Profondo rosso per Chrysler che ha chiuso il primo trimestre con una perdita di 690 milioni di dollari legata alle spese sostenute per il completamento della fusione con Fiat con l’acquisizione della quota del Veba, il fondo del sindacato dei metalmeccanici United Auto Workers. Ma anche dei richiami che, secondo quanto precisato dal direttore finanziario Rihard Palmer tra gennaio e marzo sono costati alla casa 100 milioni di dollari.

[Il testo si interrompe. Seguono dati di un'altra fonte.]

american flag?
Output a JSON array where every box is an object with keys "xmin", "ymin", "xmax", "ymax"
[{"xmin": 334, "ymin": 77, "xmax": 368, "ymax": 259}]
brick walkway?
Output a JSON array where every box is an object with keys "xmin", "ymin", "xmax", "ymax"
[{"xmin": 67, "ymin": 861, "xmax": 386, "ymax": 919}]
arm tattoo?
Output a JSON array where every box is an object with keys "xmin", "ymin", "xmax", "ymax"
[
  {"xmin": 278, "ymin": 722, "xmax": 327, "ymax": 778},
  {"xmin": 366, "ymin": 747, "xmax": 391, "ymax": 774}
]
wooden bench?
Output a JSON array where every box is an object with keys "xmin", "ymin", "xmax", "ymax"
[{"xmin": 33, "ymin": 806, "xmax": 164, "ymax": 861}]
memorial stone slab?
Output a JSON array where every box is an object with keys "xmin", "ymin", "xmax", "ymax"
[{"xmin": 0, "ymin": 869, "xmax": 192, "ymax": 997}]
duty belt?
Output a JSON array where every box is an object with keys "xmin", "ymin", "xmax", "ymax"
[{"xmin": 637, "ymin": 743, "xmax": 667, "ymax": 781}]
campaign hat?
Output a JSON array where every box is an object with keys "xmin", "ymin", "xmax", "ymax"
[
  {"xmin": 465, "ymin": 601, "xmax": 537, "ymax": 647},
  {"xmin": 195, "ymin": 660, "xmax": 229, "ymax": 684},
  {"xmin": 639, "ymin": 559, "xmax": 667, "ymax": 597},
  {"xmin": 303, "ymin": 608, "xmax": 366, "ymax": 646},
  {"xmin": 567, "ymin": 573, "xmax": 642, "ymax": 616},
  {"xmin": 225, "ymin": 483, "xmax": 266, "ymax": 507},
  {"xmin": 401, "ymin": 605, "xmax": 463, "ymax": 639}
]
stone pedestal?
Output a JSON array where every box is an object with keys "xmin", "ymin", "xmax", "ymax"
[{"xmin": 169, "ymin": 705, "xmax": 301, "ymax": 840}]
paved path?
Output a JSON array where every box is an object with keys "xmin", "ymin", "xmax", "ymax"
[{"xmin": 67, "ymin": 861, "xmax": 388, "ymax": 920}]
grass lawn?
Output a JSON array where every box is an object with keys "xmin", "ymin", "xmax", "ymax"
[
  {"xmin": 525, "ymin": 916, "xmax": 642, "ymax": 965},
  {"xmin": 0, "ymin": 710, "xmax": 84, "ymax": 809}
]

Ben poca cosa, comunque rispetto ai costi degli accordi col sindacato che complessivamente ammontano a 1,2 miliardi di dollari, e si riferiscono all’estinzione di un debito per il Uaw Retiree e ai 672 milioni di dollari per il memorandum of understanding firmato con il Uaw, in cui il sindacato si impegna a continuare ad appoggiare i programmi del World Class Manifacturing e ad assistere la società nel suo piano di lungo termine.

Tra le voci positive, invece, l’andamento dei ricavi netti che sono cresciuti del 23% a 19 miliardi di dollari, grazie al contributo del Jeep Gran Cherokee che ha aiutato Chrysler ad aumentare le vendite nel primo trimestre del 10% a 621.000 unità e a far crescere la quota di mercato americana dall’11,4 al 12,5 per cento. La liquidità totale disponibile della casa al 31 marzo è 13,7 miliardi di dollari, mentre l’indebitamento industriale netto è di 551 milioni di dollari a fronte dei 619 milioni di dollari del 31 marzo 2013. Con la diffusione dei risultati trimestrali, Chrysler ha confermato gli obiettivi finanziari del 2014, che dovrebbe chiudersi con ricavi per 80 miliardi di dollari, un utile netto di 2,3-2,5 miliardi di dollari e consegne globali per 2,8 milioni di auto.